According to Léon Blum, upper-class Jewry for the most part did not wish to become involved:

“[L]es juifs ne voulaient pas qu’on pût croire qu’ils défendaient Dreyfus parce que Dreyfus était juif. Ils ne voulaient pas qu’on pût imputer leur attitude à une distinction ou à une solidarité de race. Ils ne voulaient pas surtout, en se portant à la défense d’un autre juif, fournir un aliment à la passion antisémite qui sévissait alors avec une grande intensité... Les juifs de l’âge de Dreyfus, ceux qui appartenaient à la même couche sociale, qui, comme lui, avaient réussi des concours difficiles ... s’exaspéraient à l’idée qu’un préjugé hostile vînt borner leurs carrières irréprochables ... Les juifs riches, les juifs de moyenne bourgeoisie, les juifs fonctionnaires avaient peur de la lutte engagée pour Dreyfus.”
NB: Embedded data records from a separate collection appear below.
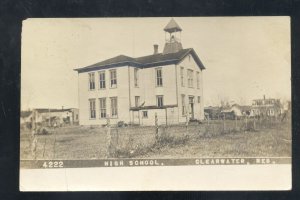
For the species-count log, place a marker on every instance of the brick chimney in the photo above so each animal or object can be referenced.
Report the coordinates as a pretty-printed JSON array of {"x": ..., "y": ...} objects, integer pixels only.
[{"x": 155, "y": 49}]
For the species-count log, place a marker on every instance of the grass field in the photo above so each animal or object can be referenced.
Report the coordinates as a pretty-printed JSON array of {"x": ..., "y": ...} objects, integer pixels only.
[{"x": 79, "y": 142}]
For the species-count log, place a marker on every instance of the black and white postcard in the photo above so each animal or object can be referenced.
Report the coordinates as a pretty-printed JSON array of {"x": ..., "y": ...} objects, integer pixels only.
[{"x": 170, "y": 103}]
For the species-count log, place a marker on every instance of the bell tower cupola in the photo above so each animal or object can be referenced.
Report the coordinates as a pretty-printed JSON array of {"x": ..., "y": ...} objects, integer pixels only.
[{"x": 172, "y": 37}]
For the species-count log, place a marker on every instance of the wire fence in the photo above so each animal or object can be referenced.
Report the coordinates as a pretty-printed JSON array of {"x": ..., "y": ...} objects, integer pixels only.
[{"x": 137, "y": 140}]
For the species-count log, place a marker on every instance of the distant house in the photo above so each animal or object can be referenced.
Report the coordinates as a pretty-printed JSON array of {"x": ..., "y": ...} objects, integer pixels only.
[
  {"x": 50, "y": 117},
  {"x": 25, "y": 118},
  {"x": 236, "y": 111},
  {"x": 212, "y": 112},
  {"x": 266, "y": 107}
]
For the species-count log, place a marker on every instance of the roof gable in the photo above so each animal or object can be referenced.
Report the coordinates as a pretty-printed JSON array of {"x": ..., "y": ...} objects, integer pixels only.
[
  {"x": 144, "y": 61},
  {"x": 172, "y": 26}
]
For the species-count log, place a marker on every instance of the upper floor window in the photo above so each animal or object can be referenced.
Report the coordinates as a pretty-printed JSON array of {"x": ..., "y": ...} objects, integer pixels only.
[
  {"x": 113, "y": 78},
  {"x": 92, "y": 108},
  {"x": 91, "y": 81},
  {"x": 158, "y": 74},
  {"x": 182, "y": 76},
  {"x": 190, "y": 74},
  {"x": 102, "y": 84},
  {"x": 102, "y": 105},
  {"x": 136, "y": 77},
  {"x": 114, "y": 107},
  {"x": 160, "y": 100},
  {"x": 198, "y": 80},
  {"x": 145, "y": 114},
  {"x": 137, "y": 101}
]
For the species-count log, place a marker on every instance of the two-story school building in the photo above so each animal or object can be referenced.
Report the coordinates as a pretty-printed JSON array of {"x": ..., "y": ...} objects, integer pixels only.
[{"x": 134, "y": 90}]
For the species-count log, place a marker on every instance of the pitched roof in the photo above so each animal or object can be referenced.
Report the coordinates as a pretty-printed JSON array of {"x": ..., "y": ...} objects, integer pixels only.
[
  {"x": 144, "y": 61},
  {"x": 45, "y": 110},
  {"x": 25, "y": 113},
  {"x": 172, "y": 26}
]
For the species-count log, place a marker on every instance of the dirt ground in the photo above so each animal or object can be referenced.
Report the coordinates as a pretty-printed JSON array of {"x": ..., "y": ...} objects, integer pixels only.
[{"x": 80, "y": 142}]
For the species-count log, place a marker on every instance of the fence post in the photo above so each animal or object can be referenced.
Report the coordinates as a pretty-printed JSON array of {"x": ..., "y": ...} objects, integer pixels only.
[
  {"x": 108, "y": 137},
  {"x": 246, "y": 123},
  {"x": 156, "y": 128},
  {"x": 224, "y": 118},
  {"x": 235, "y": 123},
  {"x": 186, "y": 125},
  {"x": 254, "y": 123}
]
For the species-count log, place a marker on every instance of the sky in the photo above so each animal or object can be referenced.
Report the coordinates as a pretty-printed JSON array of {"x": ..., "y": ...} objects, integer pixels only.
[{"x": 245, "y": 57}]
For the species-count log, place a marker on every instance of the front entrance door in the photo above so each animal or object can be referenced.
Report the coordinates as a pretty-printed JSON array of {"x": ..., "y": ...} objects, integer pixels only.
[{"x": 191, "y": 107}]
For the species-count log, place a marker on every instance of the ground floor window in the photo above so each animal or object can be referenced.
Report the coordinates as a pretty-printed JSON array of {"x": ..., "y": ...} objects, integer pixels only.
[
  {"x": 92, "y": 108},
  {"x": 102, "y": 103},
  {"x": 114, "y": 107},
  {"x": 160, "y": 100},
  {"x": 145, "y": 114}
]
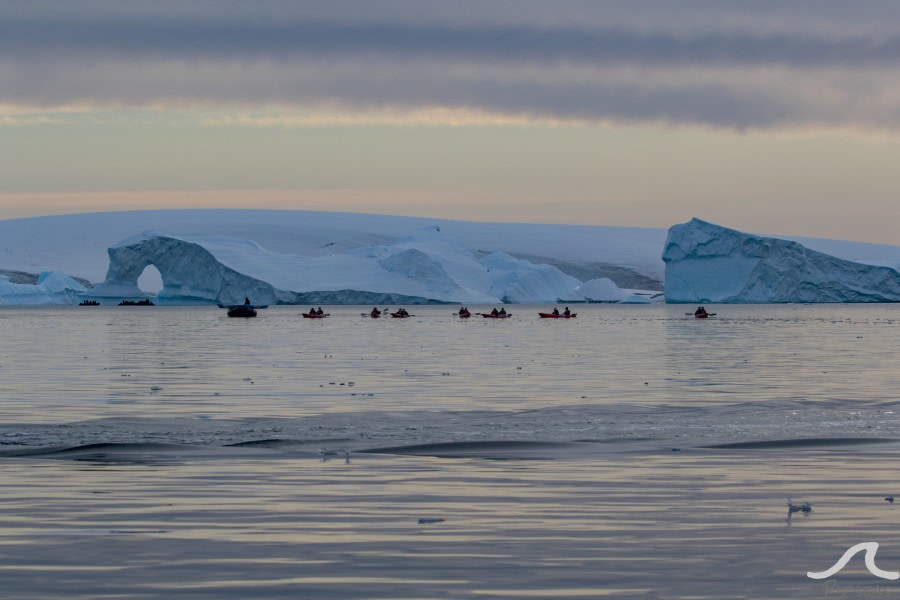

[The Jews did not want others to believe that they were defending Dreyfus because Dreyfus was a Jew. They did not want to others to impute their attitude to racial considerations or racial solidarity. They especially did not want – in coming to the defense of a fellow Jew – to fuel the intense antisemitism that was raging at the time … The Jews of the era, who belonged to the same social stratum as Dreyfus and who, like him, had triumphed against the odds … were exasperated at the thought of hostile, prejudiced individuals drawing boundaries around their impeccable careers … Rich Jews, middle class Jews, civil servant Jews were fearful of the committed struggle over Dreyfus.]

It was a Republican struggle, not a Jewish one. Thus, the immigrant Jews were a community apart from the natives, held to their own views and regarded the latter with a certain degree of wariness, if not outright dislike.

Conclusion

Of course, the outside world perceived little of the the tension among Parisian Jews as reflected in the literature of the late-nineteenth century. There was a community, but it was weakly defined, one brought together by historical accident and anti-Semitic sentiment. There was no cultural or social or economic unity, as claimed by pro and anti-Semites alike in France. The outsider saw sordid refugees arrive from Europe, and often assumed that they would be embraced by the pre-existent network, and that they all eventually became successful bankers and merchants. Occasionally, newspapers would venture into the Marais and the pletzl to document some of the horrors therein, but the French masses would continue to associate the Jew with high finance, evidenced by the fact that the bitterly anti-Semitic Edouard Drumont’s La France juive remained a bestseller throughout the eighties and nineties. It is no wonder that the literature of the Belle Epoque reflected variations of a figure like Monsieur Walter.


Works Cited

Aubery, Pierre. Milieux juifs de la France contemporaine à travers leurs écrivains. Paris: Librarie Plon, 1957.

Cahm, Eric. l’Affaire Dreyfus: Histoire, politique et société. Paris: Le Livre de Poche, 1994.

Graetz, Michael. The Jews in Nineteenth-Century France: From the French Revolution to the Alliance Israélite Universelle. Stanford: Stanford University Press, 1996.

Green, Nancy L. The Pletzl of Paris: Jewish Immigrant Workers in the Belle Epoque. New York: Holmes & Meier, 1986.

Marrus, Michael R. Politics of Assimilation: The French Jewish Community at the Time of the Dreyfus Affair. New York: Oxford University Press, 1971

Maupassant, Guy de. Bel-Ami. Edited by Daniel Leuwers. Paris: Bordas, 1988.

Szajkowski, Zosa. Poverty and Social Welfare Among French Jews (1800 – 1880). New York: Editions Historiques Franco-Juives, 1954.

Weill, Georges. Emancipation et progrès: l’Alliance israélite universelle et les droits de l’homme. Paris: Editions du Nadir, 2000.